(22) White Wine

1.3K 196 59
                                    

Hanya wangi vanila yang merasuk semakin kuat ketika kakinya menyambangi kamar itu. Si gadis pengasuh masih terduduk, diam terpaku sementara pria berbahu lebar itu memandangi gestur tubuhnya penuh beban. Sana tidak punya keberanian menegakkan kepalanya menatap Seokjin sejak hari itu. Satu helaan napas pun lolos dari mulut Kim Seokjin.

"Lupakan parfum itu Sana, lihat aku sekarang!" titah Seokjin namun gadis itu menggeleng kuat.

"Maaf membuatmu kecewa," lirihnya.

Sekali lagi Seokjin menghela napas berat. Tentu ada sedikit kekecewaan yang hinggap ketika ia saksikan hadiahnya hancur berkeping-keping di tanah, tapi itu tidak lantaran membuat hatinya terganggu. 

Harusnya Sana percaya kata Taehyung, bahwa Seokjin sungguh tidak melihat masalah itu terlalu serius. Ya, ada banyak masalah penting yang harus Seokjin hadapi dan ia tidak mau repot menambah perkara lain ke dalam daftar itu.

"Ya sudah, aku di bawah kalau begitu," Seokjin berlutut di depan Sana membuat netranya membulat oleh rasa terkejut. Upayanya itu sukses membuat Sana menatapnya.

"Oppa, apa yang kau lakukan? Duduklah di atas!" 

"Ssshh," Seokjin menahan tangan Sana menegaskan untuk tidak banyak bergerak dan membiarkannya semua berjalan seperti keinginan si putra sulung. 

"Aku yang harusnya minta maaf padamu," suara napas Seokjin membuat Sana tertegun. Netra hitamnya yang nanar melakukan tugasnya dengan baik, ia hantarkan ketulusan itu ke kalbu si gadis pengasuh. "Aku tidak memberitahumu sejak awal bahwa ayahmu sudah bebas,"

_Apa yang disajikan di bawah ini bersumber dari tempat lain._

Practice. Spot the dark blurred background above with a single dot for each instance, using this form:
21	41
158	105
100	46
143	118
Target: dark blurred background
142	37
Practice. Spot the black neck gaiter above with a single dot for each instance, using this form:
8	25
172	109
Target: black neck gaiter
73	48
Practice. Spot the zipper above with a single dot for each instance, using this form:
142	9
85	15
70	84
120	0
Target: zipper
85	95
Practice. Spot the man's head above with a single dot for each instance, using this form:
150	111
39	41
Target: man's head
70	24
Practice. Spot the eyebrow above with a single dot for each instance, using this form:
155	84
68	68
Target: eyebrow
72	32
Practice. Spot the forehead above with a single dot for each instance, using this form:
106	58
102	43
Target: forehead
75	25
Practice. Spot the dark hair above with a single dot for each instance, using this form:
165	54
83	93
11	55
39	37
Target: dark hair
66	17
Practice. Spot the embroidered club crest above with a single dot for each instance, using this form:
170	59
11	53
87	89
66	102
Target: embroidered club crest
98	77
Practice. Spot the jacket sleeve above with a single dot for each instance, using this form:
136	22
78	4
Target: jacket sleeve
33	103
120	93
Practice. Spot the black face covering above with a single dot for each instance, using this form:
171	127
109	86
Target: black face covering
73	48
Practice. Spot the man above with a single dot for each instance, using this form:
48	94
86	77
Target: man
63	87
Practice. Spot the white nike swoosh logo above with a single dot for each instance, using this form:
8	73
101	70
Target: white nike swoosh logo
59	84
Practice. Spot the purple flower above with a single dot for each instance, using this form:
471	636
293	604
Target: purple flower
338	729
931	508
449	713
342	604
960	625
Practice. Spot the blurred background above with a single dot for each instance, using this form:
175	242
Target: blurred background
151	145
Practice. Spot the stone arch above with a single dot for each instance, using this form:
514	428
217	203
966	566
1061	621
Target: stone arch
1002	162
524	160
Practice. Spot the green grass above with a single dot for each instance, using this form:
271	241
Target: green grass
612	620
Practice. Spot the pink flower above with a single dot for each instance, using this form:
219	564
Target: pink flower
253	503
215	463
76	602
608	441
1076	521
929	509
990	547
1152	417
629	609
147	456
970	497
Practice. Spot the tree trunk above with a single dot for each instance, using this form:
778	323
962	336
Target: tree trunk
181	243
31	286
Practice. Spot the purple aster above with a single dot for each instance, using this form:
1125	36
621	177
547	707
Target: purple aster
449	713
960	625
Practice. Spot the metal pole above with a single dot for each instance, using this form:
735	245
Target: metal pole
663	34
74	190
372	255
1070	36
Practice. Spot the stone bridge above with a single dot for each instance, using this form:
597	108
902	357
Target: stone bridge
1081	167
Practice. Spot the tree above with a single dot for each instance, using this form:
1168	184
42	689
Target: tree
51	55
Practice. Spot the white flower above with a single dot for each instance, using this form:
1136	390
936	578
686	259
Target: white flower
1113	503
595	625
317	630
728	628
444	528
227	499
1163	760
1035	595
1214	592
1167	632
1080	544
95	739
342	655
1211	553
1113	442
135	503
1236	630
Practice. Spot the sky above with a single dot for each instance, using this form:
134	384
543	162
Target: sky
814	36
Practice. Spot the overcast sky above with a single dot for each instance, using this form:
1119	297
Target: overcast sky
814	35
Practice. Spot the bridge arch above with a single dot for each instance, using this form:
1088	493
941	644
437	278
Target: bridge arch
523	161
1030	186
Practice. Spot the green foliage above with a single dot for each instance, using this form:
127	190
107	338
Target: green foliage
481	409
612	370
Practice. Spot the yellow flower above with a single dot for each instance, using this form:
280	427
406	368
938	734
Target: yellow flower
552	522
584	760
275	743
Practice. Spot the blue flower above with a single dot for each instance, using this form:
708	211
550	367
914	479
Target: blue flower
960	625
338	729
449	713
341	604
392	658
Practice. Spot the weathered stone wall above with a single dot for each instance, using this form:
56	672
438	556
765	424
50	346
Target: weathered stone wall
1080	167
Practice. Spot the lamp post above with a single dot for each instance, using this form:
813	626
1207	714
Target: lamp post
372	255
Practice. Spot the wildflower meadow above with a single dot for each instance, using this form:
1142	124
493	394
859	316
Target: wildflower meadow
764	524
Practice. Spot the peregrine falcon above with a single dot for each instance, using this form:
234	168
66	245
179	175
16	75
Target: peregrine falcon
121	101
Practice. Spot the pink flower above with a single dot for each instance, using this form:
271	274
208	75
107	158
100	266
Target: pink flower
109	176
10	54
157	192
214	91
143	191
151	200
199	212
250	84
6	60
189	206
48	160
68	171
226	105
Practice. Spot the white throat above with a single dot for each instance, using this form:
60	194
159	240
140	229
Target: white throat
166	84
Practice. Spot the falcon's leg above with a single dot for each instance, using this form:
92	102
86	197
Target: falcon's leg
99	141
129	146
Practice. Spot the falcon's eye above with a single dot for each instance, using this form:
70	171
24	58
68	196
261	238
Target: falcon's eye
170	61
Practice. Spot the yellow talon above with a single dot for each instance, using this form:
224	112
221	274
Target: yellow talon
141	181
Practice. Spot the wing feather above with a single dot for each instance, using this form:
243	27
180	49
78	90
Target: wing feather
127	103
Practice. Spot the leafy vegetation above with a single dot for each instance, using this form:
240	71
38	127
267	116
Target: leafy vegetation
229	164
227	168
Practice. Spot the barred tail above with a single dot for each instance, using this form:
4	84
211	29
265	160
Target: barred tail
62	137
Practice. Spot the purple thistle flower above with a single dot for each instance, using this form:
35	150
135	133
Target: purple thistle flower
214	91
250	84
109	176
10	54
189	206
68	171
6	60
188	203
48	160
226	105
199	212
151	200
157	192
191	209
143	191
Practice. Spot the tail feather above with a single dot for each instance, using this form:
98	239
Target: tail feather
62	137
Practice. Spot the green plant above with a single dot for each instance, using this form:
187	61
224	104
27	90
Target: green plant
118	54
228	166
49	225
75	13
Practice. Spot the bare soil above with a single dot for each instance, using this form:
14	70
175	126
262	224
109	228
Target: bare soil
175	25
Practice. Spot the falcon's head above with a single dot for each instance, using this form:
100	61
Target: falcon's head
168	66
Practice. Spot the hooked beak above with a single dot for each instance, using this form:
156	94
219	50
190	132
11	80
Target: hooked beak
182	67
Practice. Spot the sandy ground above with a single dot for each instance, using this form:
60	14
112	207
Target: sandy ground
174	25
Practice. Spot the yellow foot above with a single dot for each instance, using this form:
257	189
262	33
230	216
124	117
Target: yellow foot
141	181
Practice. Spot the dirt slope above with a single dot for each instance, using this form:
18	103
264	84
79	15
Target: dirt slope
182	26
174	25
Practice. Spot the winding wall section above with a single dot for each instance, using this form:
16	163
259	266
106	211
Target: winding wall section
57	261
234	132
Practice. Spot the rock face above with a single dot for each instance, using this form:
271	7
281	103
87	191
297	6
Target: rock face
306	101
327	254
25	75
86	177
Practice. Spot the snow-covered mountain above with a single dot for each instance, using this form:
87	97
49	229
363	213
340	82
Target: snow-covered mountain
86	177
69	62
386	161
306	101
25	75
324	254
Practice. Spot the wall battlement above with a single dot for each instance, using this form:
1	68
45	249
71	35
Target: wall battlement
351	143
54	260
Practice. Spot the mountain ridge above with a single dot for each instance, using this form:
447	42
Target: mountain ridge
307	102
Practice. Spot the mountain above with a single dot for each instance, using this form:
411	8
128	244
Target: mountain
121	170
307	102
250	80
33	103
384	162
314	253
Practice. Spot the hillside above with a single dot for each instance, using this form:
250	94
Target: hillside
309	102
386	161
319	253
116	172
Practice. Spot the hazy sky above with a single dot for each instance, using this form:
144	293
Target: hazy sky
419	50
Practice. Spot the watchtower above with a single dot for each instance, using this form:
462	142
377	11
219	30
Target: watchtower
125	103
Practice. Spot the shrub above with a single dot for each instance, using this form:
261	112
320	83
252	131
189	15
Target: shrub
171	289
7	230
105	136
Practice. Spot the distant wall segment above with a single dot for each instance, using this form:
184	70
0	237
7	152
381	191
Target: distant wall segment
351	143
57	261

Kening Sana mengerut, bibirnya terkatup rapat sedang benaknya berusaha mencerna pengakuan Seokjin yang begitu tiba-tiba. 

"Kau tahu ayahku bebas?" 

"Uhm, saat kau kembali ke Pewter Dove, aku datang ke sel tahanan dan membebaskan ayahmu dari sana," cerita Seokjin pelan-pelan, "Tapi ayahmu mengatakan untuk menyembunyikan ini darimu,"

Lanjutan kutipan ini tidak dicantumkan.